Though she started her career working on staff for New York trade publishers, Rakia Clark worked as a freelancer for six years beginning in 2009. In fact, she said that even after she joined Boston’s Beacon Press in 2015 as a senior editor, she “still got freelance requests, because a lot of people only thought of me as a freelance editor, not as an acquisitions person working in-house.”
In 2019, Clark was recruited to be a senior editor at Houghton Mifflin Harcourt by former HMH publisher Bruce Nichols (now publisher of Little, Brown). She had been looking to expand the range of authors she acquired, and, as it turned out, Nichols was looking for an editor to do something similar at HMH. “The list I was building at Beacon—thought leaders, big idea books on race, gender, class, and feminism—he was hoping for more of that,” she said. “HMH ended up being a good place for me. It’s bigger, and it was going to offer me more of everything, but it also felt small enough, like a big imprint.”
At HMH, Clark acquires books by journalists, public intellectuals, and culture critics, in literary nonfiction and fiction, on topics such as pop culture, technology, sports, media, history, and current events. Currently, she has nine authors on her roster, and forthcoming titles include Punch Me Up to the Gods: A Memoir by Brian Broome (May 2021), a debut collection of autobiographical essays about growing up Black and gay in Ohio that was her first HMH acquisition. “It’s not a direct commentary on the current moment, but it is about Blackness, masculinity, and what it’s like to try to be a man when everything around you is trying to beat it out of you,” she said.
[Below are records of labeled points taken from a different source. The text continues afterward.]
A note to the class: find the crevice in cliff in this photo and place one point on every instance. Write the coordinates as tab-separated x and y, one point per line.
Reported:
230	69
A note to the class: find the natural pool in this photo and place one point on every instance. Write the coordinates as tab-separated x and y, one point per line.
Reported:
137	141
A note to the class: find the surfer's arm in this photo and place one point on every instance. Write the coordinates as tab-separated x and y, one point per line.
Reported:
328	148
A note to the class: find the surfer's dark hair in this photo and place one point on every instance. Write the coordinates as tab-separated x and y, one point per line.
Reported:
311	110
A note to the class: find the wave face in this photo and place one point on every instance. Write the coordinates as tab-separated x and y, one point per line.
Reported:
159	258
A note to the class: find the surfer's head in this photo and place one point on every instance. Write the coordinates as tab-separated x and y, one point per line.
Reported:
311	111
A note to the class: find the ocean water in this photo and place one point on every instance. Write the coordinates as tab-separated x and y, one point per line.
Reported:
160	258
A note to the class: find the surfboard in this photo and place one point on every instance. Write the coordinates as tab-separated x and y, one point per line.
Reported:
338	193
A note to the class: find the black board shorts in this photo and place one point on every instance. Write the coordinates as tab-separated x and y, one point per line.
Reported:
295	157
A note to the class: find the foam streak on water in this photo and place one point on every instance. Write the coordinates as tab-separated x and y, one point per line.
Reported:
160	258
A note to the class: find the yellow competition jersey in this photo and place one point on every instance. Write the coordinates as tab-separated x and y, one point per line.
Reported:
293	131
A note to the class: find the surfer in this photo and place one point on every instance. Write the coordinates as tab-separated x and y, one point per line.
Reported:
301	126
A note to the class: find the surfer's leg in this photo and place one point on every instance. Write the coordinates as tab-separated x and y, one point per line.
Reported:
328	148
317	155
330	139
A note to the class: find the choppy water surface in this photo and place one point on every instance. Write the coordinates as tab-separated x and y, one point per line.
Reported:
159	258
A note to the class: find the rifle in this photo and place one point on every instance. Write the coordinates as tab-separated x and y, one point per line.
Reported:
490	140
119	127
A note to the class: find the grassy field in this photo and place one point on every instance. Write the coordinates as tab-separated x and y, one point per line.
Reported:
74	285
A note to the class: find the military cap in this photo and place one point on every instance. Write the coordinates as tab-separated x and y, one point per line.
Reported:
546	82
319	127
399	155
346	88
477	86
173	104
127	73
In October 2021, HMH will publish The Redemption of Bobby Love by Bobby and Cheryl Love, a couple who are the subject of a post on the Humans of New York photoblog in early 2020. “Bobby escaped from prison [in the late 1970s], moved to New York, took on a new identity, met and married Cheryl—who didn’t know who he was until the police came to rearrest Bobby in 2015,” Clark said. “Until his arrest he had been able to live as a model citizen, be a partner to his wife, raise his babies, and mentor young Black men in Brooklyn for 40 years. What would his life and community have been like had he served his original 25-to-30-year sentence? Would he have been more rehabilitated? This book looks at all of that.”
Another Clark acquisition was born from a tweet she posted this past summer. “All the submissions I had been receiving were so doom and gloom,” she said. “So I tweeted out my frustration, saying it would be nice to see a submission about Black joy.”
That tweet resulted in The Black Joy Project (a working title), by author and educator Kleaver Cruz, who reached out to Clark in response to her tweet. The book combines essays with imagery of what Black joy looks like across the global African diaspora. It will be published in 2022.
A native of Atlanta, Clark earned her undergraduate degree in English at Haverford College in 2001 and attended the Columbia Publishing Course the following year. She began her publishing career in 2002 as an editorial assistant at HarperCollins and went on to hold editorial positions at Viking Penguin and Kensington Publishing. For her innovative publishing work at Beacon, she was named a PW Star Watch honoree in 2018.
At Beacon, Clark focused on books that examined social justice, among them The Heritage: Black Athletes, a Divided America, and the Politics of Patriotism by Howard Bryant (named a Library Journal Best Book of 2018) and The Seven Necessary Sins for Women and Girls by Mona Eltahawy, which was published on Clark’s last day at the press in September 2019.
Asked about the state of diversity in publishing in the wake of a national reckoning over police brutality and systemic racism, Clark said, “Things are different in the book industry in a more positive way than when I started—but that’s not saying a whole lot. When I started, it was stunning how few Black people there were in publishing: I was an assistant at Viking, and there was an associate editor at Avery, and we were the only two Black people who worked in editorial for all of Penguin before the merger. And that was 15 years ago. I think there’s way more diversity at junior levels than there was before, but what is retention going to be like? How many of them are going to feel supported?”
Clark said she strives to acquire books by authors from diverse backgrounds: “I think a lot about my increased responsibilities when it comes to acquisitions. Some people will see that as power, but it feels more like a responsibility than like a superpower. I think publishing has gotten the memo about what they’re choosing to acquire loud and clear. Now, they’re going to have to put their money and their resources where the talk is.”
Another source of pride for Clark is the two years (starting in 2012) she spent teaching in the Publishing Certificate Program at City College of New York. The program was founded to train members of the diverse student body of CCNY to work in book publishing. “Am I still teaching? There’s no time anymore!” Clark said. “But I enjoyed it.”